La luz del patio del orfanato la recuerdo, o gris, o amarilla. No puedo recordarla de otro color. Los compañeros eran como la luz gris; mi amigo, como la amarilla o la dorada.
Así de simple.
El patio del orfanato lo recuerdo siempre, o lleno de chicos que corrían, o con mi amigo. No puedo recordarlo desierto o vacío. El vacío me da la impresión de que solo ha existido en mi alma desde que mi amigo se convirtió en mi enemigo, que fue el mismo día que mi amigo dejó de serlo. El vacío es un ámbito desolado, muy, muy feo.
Mi amigo curó el maltrato al que mi infancia se había acostumbrado y me inició en saber adentrarme en los inexplorados confines de los sueños. Para él los niños, y tal vez los adultos, éramos una suerte de ángeles que habíamos caído desde lo alto, acaso despeñándonos en un juego. No sabía a lo que se refería, pero siempre pensaba muy, muy alto. Excepto cuando pensaba bajo. Cuando se entristecía se hundía en lo más hondo y solía decir que los niños, y tal vez los adultos, éramos murciélagos, criaturas siniestras adaptadas a la oscuridad.
Sin embargo, pocas veces estaba triste, pocas veces le vi sin su sonrisa. Su sonrisa era su distintivo; su sonrisa eran sus alas, y esas alas le hacían siempre volar muy alto.

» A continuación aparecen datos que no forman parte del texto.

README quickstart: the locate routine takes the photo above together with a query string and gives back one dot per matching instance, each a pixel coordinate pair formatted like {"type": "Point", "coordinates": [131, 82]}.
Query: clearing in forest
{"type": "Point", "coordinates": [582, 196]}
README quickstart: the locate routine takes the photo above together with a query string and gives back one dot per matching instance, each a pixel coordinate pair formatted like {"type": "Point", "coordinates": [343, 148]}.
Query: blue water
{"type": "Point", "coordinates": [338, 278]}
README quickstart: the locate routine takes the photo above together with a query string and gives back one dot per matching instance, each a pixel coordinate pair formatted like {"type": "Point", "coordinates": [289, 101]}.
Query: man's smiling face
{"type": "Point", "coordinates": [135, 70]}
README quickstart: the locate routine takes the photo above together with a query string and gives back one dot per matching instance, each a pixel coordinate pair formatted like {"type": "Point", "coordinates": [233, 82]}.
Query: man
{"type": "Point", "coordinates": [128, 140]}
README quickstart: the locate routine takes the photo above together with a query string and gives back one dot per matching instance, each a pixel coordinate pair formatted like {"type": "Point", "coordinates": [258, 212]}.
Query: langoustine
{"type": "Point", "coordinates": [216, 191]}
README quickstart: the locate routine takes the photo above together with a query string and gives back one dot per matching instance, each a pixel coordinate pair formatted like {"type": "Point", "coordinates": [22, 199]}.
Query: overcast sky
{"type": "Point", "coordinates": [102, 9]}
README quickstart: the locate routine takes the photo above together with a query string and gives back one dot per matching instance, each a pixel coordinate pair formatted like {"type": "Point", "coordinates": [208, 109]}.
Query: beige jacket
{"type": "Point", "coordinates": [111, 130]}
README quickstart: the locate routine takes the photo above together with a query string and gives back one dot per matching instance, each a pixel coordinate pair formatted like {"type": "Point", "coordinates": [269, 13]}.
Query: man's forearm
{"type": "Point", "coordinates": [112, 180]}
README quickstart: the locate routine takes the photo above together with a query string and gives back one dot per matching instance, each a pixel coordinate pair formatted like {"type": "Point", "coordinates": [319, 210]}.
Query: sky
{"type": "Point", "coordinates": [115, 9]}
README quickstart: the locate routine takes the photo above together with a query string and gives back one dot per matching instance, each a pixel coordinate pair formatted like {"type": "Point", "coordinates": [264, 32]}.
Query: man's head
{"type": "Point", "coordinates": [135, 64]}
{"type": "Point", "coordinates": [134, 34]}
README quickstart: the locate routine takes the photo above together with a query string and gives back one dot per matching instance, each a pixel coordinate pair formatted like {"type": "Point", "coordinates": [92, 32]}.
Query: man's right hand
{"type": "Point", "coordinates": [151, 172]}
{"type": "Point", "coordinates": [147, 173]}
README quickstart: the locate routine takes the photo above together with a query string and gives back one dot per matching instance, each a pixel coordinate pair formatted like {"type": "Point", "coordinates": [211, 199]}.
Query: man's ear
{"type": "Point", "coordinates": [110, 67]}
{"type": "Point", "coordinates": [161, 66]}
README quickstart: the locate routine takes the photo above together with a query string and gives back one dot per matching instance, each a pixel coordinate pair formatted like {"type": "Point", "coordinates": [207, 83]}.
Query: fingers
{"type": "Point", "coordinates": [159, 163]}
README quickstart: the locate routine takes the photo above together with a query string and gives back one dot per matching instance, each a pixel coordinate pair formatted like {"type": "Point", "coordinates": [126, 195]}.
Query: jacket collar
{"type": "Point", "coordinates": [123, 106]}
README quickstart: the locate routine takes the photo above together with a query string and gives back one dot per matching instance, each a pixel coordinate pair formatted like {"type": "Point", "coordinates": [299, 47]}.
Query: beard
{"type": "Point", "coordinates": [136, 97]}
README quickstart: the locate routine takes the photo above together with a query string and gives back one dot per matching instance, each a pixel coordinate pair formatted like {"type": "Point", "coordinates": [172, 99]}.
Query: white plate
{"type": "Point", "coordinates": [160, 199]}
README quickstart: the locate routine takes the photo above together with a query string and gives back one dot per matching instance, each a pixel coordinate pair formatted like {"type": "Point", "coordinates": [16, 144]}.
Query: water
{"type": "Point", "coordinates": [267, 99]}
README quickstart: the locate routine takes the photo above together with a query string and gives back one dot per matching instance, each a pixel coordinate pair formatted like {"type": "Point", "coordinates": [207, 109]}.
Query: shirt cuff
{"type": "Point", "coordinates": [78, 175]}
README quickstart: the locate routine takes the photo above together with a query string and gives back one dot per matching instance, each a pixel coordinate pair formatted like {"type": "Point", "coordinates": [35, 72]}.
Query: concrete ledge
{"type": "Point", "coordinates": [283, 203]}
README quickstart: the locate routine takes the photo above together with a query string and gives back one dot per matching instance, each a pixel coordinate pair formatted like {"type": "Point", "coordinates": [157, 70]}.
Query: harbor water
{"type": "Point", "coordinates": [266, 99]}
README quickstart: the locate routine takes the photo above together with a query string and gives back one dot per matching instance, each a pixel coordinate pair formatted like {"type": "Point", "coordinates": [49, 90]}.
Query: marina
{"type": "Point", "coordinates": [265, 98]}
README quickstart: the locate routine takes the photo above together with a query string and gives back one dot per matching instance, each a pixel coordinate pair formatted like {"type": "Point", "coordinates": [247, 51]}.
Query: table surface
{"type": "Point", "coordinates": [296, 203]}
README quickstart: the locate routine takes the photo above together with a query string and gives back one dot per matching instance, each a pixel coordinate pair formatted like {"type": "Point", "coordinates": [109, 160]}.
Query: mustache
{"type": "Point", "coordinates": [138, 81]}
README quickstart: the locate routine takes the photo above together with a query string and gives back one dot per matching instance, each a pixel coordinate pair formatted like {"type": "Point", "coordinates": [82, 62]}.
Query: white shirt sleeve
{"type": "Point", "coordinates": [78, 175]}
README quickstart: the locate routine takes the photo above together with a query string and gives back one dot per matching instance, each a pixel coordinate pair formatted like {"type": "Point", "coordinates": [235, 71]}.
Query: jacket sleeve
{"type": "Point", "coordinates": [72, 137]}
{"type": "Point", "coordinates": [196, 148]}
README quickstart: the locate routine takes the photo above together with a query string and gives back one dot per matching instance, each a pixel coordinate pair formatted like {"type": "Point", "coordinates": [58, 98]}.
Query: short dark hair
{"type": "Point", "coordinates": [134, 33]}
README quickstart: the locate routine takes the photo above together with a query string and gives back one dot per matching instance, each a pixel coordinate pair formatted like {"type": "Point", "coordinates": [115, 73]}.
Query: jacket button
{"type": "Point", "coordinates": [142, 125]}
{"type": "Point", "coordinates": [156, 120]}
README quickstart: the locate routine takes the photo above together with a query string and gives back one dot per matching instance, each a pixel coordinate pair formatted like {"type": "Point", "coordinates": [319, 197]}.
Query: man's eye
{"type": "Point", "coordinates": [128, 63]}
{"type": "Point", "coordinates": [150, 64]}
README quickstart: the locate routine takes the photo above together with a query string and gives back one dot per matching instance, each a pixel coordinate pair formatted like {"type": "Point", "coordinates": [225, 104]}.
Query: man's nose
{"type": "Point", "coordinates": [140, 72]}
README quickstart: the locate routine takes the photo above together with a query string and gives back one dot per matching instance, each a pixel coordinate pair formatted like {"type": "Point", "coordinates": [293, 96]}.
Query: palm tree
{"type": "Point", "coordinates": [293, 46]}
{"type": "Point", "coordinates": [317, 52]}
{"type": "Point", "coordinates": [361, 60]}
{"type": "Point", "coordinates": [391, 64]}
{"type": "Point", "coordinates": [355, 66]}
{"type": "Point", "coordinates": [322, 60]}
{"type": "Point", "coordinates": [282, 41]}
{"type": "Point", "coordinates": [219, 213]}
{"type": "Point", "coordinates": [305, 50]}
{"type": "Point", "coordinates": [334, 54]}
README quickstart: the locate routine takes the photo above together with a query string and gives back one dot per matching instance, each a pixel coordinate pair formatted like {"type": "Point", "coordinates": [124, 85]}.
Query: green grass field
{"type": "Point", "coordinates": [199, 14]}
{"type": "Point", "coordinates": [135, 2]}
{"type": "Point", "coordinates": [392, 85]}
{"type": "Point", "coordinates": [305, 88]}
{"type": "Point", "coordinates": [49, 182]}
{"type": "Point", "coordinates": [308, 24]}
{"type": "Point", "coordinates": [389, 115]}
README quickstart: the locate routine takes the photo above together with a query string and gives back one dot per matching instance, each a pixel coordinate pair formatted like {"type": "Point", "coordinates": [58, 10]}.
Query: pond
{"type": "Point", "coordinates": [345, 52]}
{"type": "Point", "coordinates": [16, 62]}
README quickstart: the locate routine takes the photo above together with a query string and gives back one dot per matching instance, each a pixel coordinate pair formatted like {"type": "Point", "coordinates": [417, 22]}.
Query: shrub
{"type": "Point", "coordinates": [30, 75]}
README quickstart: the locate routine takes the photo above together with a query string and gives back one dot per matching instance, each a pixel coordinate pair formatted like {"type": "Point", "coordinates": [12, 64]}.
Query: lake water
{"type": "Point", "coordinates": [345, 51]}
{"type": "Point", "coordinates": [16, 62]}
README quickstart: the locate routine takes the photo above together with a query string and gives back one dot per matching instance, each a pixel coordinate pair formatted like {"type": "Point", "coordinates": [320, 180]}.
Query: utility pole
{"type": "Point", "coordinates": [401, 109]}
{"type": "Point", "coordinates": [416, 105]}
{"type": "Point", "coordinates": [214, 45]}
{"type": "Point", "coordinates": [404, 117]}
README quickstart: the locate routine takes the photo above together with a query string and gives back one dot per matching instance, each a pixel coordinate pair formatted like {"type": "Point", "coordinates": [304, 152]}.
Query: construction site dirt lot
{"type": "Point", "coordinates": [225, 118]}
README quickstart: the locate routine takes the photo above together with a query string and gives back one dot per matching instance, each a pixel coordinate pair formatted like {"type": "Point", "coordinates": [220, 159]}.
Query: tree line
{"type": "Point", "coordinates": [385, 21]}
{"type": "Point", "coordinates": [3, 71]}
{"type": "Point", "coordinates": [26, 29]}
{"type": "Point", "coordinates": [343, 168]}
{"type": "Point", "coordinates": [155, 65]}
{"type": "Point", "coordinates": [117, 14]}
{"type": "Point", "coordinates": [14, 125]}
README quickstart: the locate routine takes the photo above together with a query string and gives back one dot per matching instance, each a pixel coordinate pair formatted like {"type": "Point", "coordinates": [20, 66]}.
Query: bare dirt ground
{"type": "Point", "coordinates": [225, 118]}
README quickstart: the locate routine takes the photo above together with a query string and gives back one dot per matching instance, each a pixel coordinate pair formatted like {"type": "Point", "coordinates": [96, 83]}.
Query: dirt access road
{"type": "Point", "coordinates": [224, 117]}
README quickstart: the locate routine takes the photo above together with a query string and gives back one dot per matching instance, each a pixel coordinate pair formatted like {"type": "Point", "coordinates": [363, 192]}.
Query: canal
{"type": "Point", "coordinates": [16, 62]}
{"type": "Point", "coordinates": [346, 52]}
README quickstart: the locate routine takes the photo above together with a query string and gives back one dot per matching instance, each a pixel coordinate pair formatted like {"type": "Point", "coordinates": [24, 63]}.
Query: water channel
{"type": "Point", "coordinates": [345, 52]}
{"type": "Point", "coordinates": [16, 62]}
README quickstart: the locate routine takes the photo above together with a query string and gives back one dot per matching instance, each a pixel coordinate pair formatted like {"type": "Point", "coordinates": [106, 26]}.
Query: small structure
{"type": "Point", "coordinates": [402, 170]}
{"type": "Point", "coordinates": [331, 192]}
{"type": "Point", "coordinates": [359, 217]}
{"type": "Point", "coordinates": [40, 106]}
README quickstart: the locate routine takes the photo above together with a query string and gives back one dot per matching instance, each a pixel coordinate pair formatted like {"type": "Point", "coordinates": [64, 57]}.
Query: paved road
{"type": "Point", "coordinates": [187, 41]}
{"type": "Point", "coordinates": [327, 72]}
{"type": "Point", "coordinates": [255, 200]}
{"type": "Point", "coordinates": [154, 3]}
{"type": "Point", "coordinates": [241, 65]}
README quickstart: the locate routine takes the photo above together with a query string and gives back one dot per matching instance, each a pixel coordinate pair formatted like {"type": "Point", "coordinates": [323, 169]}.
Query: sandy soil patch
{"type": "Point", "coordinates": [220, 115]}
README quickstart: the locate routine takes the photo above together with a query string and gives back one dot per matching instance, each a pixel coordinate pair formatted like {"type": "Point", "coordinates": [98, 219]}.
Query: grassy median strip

Elegir, era la palabra que más le gustaba a mi amigo. Siempre hablaba de elegir; todo lo reducía a esa palabra. Si sabemos elegir, esto; si sabemos elegir, aquello; si sabemos elegir, lo otro; y así con todo. Siempre estaba eligiendo. Decía que esta palabra era la clave: saber elegir un amigo, saber elegir una profesión, saber elegir un camino.
Me eligió como amigo, y me supo a lo bastante, a lo necesario, a lo absoluto. Era, después de todo, el elegido, y elegir se convirtió también para mí en el acto más soberano, en la suma y compendio de la misma vida.
A veces los chicos, cuando son chicos, se juramentan, se comprometen con el destino: eligen. Nosotros elegimos un día y nos juramentamos en una amistad eterna, eterna, cuya eternidad al menos se extendiera por una vida. Fue el mismo día de la pluma, esa que trajo el viento acaso como un sello de consentimiento del mismo cielo.
La liviandad de aquella pluma, desde entonces, me ha aplastado con su peso. Y siempre la he llevado conmigo como testimonio de un afecto que quiere ser eterno; al menos tanto como para extenderse por toda una vida.
Elegí, eligió, elegimos.
La pluma me acompaña desde entonces, quizá recordándome mi único acto de libertad o manteniendo la esperanza de un vuelo único que no sé si me conducirá a lo más alto o a lo más hondo, convirtiéndome en ángel o en murciélago.